Covid-19 vaccine, GlaxoSmithKline and Sanofi start over: poor response in over-50s
GlaxoSmithKline PLC announced that its French partner Sanofi will have to return to the design phase of the Covid-19 vaccine because the draft it developed failed to elicit a strong enough response in the group most at risk, the over-50s.
The groups will begin a phase IIb study of an enhanced formulation in February, meaning they won’t have a jab market-ready until the fourth quarter of 2021 (instead of the middle of last year as first planned).

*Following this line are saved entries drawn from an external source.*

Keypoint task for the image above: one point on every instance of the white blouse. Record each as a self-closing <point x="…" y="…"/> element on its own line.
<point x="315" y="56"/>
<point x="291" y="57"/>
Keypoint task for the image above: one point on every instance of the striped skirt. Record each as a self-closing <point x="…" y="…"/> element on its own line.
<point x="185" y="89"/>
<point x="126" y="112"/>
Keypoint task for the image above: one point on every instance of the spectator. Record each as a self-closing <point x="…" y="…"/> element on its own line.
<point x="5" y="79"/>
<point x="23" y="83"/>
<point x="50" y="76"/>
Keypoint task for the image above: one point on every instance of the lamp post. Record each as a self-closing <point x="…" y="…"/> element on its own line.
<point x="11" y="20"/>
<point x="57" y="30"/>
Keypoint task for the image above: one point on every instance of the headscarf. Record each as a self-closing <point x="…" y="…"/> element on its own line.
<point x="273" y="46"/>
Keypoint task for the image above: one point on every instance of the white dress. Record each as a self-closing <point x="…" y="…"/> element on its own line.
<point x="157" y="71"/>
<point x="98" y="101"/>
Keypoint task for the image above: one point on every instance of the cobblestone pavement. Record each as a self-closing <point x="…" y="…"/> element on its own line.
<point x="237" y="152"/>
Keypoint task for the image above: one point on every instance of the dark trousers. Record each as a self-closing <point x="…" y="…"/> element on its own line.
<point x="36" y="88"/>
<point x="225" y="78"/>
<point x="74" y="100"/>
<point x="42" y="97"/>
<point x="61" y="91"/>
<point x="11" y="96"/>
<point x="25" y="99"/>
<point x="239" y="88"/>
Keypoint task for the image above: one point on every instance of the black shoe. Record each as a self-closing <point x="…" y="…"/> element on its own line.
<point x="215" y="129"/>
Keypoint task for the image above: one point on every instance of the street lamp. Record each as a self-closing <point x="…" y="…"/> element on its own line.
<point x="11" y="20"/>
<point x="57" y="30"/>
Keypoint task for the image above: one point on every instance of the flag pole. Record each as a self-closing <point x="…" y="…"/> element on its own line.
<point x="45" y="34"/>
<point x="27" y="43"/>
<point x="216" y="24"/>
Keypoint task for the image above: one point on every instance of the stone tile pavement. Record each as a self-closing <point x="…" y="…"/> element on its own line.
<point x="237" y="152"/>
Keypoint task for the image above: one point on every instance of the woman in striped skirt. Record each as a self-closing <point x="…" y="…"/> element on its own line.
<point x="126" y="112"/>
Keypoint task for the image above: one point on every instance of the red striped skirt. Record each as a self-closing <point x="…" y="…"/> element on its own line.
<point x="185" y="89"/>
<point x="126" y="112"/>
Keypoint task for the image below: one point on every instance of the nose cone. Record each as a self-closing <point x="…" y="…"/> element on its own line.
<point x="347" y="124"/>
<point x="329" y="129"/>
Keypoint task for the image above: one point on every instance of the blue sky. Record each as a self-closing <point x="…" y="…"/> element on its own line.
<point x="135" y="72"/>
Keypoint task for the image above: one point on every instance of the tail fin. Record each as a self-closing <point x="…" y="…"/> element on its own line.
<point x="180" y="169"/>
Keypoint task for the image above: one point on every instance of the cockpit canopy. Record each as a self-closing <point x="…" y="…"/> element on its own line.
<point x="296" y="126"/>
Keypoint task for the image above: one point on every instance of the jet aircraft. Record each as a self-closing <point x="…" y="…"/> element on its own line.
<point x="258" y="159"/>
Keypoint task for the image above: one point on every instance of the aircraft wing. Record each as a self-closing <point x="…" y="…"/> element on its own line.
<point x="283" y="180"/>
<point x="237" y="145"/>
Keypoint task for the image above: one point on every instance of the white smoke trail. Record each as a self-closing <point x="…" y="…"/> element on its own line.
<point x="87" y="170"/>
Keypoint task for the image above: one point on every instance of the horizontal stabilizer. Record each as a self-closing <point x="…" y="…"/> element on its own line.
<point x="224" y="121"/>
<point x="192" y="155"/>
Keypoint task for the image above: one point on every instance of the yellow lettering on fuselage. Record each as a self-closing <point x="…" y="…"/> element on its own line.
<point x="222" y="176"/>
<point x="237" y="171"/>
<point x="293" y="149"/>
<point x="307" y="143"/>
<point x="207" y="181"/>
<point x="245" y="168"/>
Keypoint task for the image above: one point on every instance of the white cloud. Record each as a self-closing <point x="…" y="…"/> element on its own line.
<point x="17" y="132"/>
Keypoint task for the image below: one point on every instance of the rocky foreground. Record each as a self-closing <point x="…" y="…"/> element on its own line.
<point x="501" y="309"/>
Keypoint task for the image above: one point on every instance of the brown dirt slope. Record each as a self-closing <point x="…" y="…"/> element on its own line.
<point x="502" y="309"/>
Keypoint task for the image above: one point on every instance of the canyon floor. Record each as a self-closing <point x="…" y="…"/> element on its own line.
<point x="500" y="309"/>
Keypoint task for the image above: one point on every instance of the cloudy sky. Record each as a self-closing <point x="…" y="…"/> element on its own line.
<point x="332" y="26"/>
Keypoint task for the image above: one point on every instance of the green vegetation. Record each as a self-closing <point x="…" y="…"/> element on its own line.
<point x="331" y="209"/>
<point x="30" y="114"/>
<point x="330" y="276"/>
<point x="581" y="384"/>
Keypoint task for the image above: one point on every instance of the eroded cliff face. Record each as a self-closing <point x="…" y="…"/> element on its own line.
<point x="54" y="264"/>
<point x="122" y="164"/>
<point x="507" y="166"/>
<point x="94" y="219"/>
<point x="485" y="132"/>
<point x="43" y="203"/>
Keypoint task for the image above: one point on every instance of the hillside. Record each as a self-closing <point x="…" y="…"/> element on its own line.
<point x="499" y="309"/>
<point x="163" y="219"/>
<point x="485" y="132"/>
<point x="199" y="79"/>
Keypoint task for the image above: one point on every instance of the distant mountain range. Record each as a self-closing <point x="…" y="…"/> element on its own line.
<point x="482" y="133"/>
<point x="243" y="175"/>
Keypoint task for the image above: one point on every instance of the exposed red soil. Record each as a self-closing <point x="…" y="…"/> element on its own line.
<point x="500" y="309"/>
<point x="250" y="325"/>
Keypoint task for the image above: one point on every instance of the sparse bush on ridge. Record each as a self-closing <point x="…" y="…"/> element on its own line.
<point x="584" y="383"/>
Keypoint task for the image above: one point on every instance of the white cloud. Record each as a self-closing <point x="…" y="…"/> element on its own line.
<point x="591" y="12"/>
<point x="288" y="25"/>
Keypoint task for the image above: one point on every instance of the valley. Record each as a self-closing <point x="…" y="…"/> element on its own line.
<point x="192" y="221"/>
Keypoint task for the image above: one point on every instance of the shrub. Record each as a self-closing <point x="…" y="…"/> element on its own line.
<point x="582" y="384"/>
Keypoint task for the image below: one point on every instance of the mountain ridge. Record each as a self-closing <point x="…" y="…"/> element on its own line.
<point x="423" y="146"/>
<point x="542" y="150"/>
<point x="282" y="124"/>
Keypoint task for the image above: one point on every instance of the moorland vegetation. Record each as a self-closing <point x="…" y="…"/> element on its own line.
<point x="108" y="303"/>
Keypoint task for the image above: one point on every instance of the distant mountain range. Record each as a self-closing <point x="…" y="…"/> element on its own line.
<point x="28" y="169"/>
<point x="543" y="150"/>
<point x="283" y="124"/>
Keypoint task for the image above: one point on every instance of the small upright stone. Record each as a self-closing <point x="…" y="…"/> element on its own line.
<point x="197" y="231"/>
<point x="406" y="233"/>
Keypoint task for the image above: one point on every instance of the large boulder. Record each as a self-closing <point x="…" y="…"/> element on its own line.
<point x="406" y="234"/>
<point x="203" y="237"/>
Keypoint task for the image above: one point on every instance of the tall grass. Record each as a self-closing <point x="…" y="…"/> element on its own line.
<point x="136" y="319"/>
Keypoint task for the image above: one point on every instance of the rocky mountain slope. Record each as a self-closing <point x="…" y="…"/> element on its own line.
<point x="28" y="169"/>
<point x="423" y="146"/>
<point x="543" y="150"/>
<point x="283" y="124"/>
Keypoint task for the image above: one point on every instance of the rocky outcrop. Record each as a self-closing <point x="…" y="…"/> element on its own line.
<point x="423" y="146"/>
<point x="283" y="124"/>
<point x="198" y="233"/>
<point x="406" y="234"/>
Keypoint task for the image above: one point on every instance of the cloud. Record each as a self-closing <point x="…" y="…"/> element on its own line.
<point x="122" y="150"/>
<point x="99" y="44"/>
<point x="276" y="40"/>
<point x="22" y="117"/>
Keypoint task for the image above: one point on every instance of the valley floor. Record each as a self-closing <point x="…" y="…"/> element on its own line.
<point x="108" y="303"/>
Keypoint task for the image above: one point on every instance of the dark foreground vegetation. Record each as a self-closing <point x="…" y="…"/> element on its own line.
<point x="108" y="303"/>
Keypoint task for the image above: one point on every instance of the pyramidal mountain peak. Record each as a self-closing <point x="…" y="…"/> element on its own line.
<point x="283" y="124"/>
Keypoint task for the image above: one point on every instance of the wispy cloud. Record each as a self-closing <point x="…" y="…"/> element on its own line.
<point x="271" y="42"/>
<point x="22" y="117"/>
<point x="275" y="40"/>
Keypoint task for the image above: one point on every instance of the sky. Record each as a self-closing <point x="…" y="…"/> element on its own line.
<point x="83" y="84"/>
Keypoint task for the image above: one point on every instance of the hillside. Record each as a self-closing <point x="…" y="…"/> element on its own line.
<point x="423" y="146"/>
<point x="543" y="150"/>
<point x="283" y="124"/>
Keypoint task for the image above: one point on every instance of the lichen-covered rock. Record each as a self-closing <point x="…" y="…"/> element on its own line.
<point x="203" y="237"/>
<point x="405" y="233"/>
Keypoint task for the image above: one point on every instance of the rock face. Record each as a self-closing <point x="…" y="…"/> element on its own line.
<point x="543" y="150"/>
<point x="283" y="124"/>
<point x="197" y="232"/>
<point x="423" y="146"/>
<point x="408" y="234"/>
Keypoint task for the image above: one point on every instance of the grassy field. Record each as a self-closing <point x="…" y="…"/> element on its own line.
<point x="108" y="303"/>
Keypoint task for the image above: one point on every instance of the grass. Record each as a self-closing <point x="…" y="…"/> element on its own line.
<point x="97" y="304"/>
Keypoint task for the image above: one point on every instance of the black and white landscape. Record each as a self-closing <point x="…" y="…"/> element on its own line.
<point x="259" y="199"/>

Covid-19 vaccine to be redesigned, Sanofi’s statements and GlaxoSmithKline’s expectations
“We have identified the path forward and remain confident and committed to bringing a safe and efficacious COVID-19 vaccine,” said the inaptly named Thomas Triomphe of Sanofi Pasteur.
He described the latest pre-clinical data from a newly-optimised version of the drug, which has been tested in animals, as “encouraging”.
“No single pharma company can make it alone; the world needs more than one vaccine to fight the pandemic,” said Triomphe.
Not the first setback in a largely successful vaccine trial that has seen breakthroughs from Pfizer / BioNTech, Moderna and Oxford University / AstraZeneca: Oxford -Astrazeneca suspended their activities in Brazil two months ago, due to an unexpected death.
He turned out to be a member of the placebo recipient group, and the trial resumed.
GlaxoSmithKline and Sanofi back in the race for fourth quarter 2021
The ability to admit mistakes, sometimes determining very serious economic damages, is a form of guarantee and an answer to the skeptics regarding the seriousness of the research on Covid-19 vaccine.
The UK this week became the first country in the world to start inoculating its population after giving rapid approval to Pfizer/BioNTech drug.
Mass vaccine roll-out will be aided by the approval of other drugs, particularly the Oxford/AZ drug, which is free of storage challenges faced by the other vaccines.
The failed approach deployed Sanofi’s recombinant DNA strain used normally for flu jabs alongside GSK’s adjuvants, which are designed to enhance the immune response.